Final answer:
Using the Rydberg formula, the wavelength of light emitted from the transition of an electron from n=4 to n=2 in a hydrogen atom is calculated to be approximately 486 nm, which is in the visible range of light.
Step-by-step explanation:
To calculate the wavelength of light emitted when an electron in a hydrogen atom undergoes a transition from n=4 to n=2, we can use the Rydberg formula for hydrogen:
\[\frac{1}{\lambda} = R_H \left(\frac{1}{n_1^2} - \frac{1}{n_2^2}\right)\]
Where:
- \(\lambda\) is the wavelength of the emitted light
- \(R_H\) is the Rydberg constant (\(1.097 \times 10^7 m^{-1}\))
- \(n_1\) and \(n_2\) are the principal quantum numbers of the initial and final energy levels, respectively
Plugging the values into the formula:
\[\frac{1}{\lambda} = (1.097 \times 10^7 m^{-1}) \left(\frac{1}{2^2} - \frac{1}{4^2}\right)\]
\[\frac{1}{\lambda} = (1.097 \times 10^7 m^{-1}) \left(\frac{1}{4} - \frac{1}{16}\right)\]

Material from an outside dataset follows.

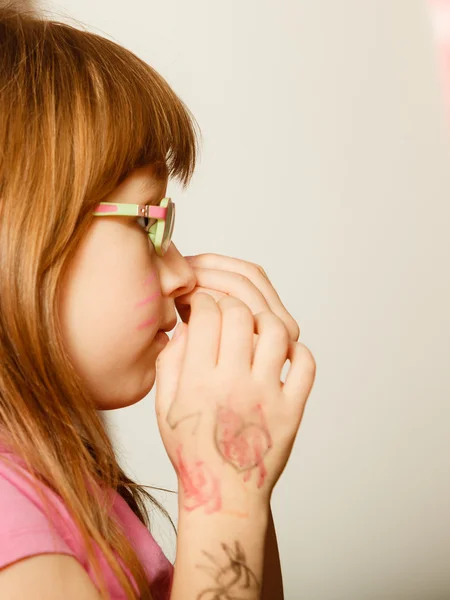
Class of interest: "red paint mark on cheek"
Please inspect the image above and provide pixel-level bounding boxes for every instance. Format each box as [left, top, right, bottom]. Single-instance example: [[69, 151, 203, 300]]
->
[[216, 404, 272, 488], [137, 319, 156, 330], [136, 292, 161, 308], [177, 446, 222, 514]]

\[\frac{1}{\lambda} = (1.097 \times 10^7 m^{-1}) \left(\frac{4}{16} - \frac{1}{16}\right)\]
\[\frac{1}{\lambda} = (1.097 \times 10^7 m^{-1}) \left(\frac{3}{16}\right)\]
\[\frac{1}{\lambda} = 2.055 \times 10^6 m^{-1}\]
\[\lambda = \frac{1}{2.055 \times 10^6 m^{-1}}\]
\[\lambda \approx 4.86 \times 10^{-7} m\]
The wavelength of light emitted by this transition is approximately 486 nm, which falls within the visible light spectrum, specifically within the blue range.